If there is one skill I’ve picked up from working in the web design industry for the last 10 years, one skill that I would teach myself on day one and one skill that I would take with me and apply to any other industry or profession, it’s simply… “listen”.

Never under estimate the power of shutting up and just listening for a while.

Here is a scenario that I witnessed not so long ago. Picture the scene:

You’re a novice web designer sitting with your 3rd or 4th client. They want a website with some slightly more complex functionality. You can either:-

a) have them quickly mention it and you dismiss it and instead talk and talk about code and how you could copy this and paste it here and hash these bits from another project…

or…

b) shut up… listen. Let the customer tell you exactly how they envision it. Let them go into as much detail as possible. You’re allowed to chime in on occasion… but only when you think they’ve stopped talking.

By listening to everything they’ve said and NOT interrupting them we’ve allowed them to spill out everything they are thinking. But there’s a secret to this technique that no one teaches you…

If you allow a person to speak for, let’s say, 10 minutes uninterrupted then the first minute or so will be rehearsed. It will be what they’ve gone over in their head prior to having this discussion with you. After 4 minutes they’ll have likely said everything they had intended, but can see that you’re eager for more so will try to keep going.

Now here is the clincher…

The back end of those 10 minutes is where the real truth and purpose comes out. They are on a flow and they start to forget all about what they had structured previously and they’re now just riffing. This is the brilliance of this skill because now you’ve got them into a situation where they’ve opened up, they are now much more trusting of you to hear what is really going on in their head and not what they think you want to hear (or only what they wanted to tell you).

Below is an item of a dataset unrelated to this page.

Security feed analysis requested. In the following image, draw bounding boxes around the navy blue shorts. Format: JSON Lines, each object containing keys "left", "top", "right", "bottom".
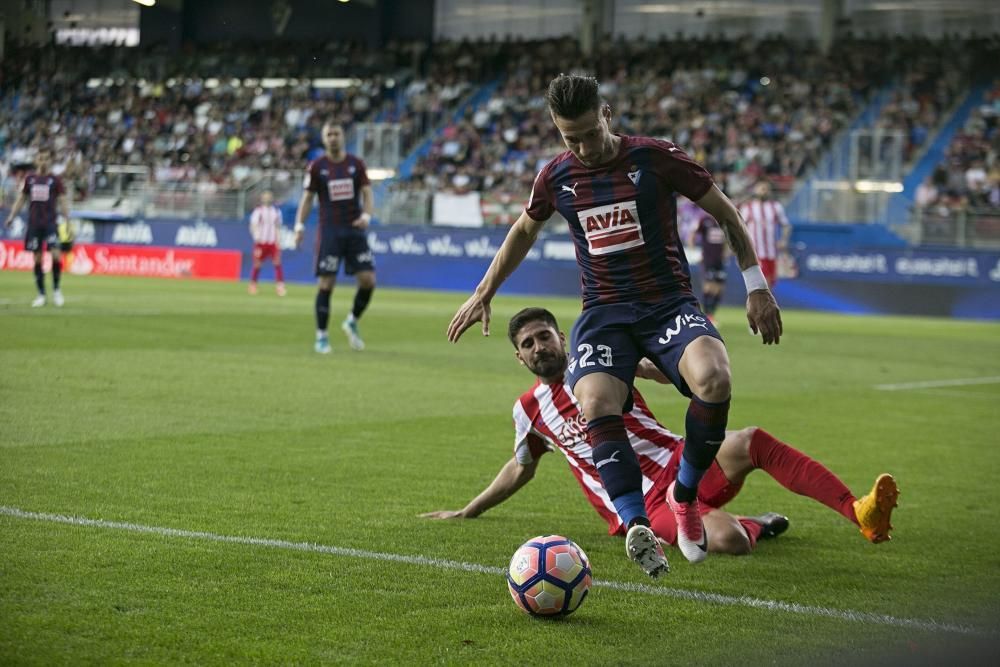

Have you ever heard of the principle of asking the same question 3 times? You tend to hear about it more in a sales environment.

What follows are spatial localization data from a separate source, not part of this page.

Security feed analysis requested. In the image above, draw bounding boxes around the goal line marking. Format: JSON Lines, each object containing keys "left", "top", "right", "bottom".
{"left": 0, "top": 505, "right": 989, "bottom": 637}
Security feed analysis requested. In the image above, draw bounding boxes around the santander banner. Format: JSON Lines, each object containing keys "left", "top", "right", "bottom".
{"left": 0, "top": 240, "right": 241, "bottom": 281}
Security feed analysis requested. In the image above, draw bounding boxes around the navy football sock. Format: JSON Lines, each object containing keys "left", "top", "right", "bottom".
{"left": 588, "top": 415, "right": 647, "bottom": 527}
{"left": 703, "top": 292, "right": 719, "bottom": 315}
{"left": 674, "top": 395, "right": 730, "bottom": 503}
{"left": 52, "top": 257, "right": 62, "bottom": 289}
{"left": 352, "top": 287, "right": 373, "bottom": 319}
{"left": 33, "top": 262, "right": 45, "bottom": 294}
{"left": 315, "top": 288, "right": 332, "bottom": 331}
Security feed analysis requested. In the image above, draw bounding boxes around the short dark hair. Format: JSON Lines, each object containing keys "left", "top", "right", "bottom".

The idea here is that you intentionally ask the same question 3 times throughout the conversation. The reason? Exactly the same as letting someone talk for 10 minutes.

The first answer is one they’ve constructed. The second is partly constructed and the 3rd is usually the truth.

A recent conversation I had with someone looking to sell their house, I asked them why they were looking to sell. Yep… 3 times!

Answer 1: “we feel it’s time to sell and move on.”

Answer 2: “things have changed and we want to sell up and move on.”

Answer 3: “my husband has left me, I can’t afford the mortgage and I want to move on with my life and start a fresh.”

Why is it better to know the latter? I now understand her story. I know the real reason for the sale, I can now show compassion for her situation and maybe there is a solution I can offer her that someone else wouldn’t have thought about. Why do I now have this ‘advantage’? Because I asked 3 times.

And when I say I asked 3 times… I don’t mean I asked 3 times in a row. I spread asking the question over the duration or viewing her house and I structured the question differently each time to fit into the natural flow of the conversation rather than being direct.

When you give people a chance to really open up and tell you what is REALLY in their mind it opens you up to all sorts of possibilities or opportunities that you may never have thought possible.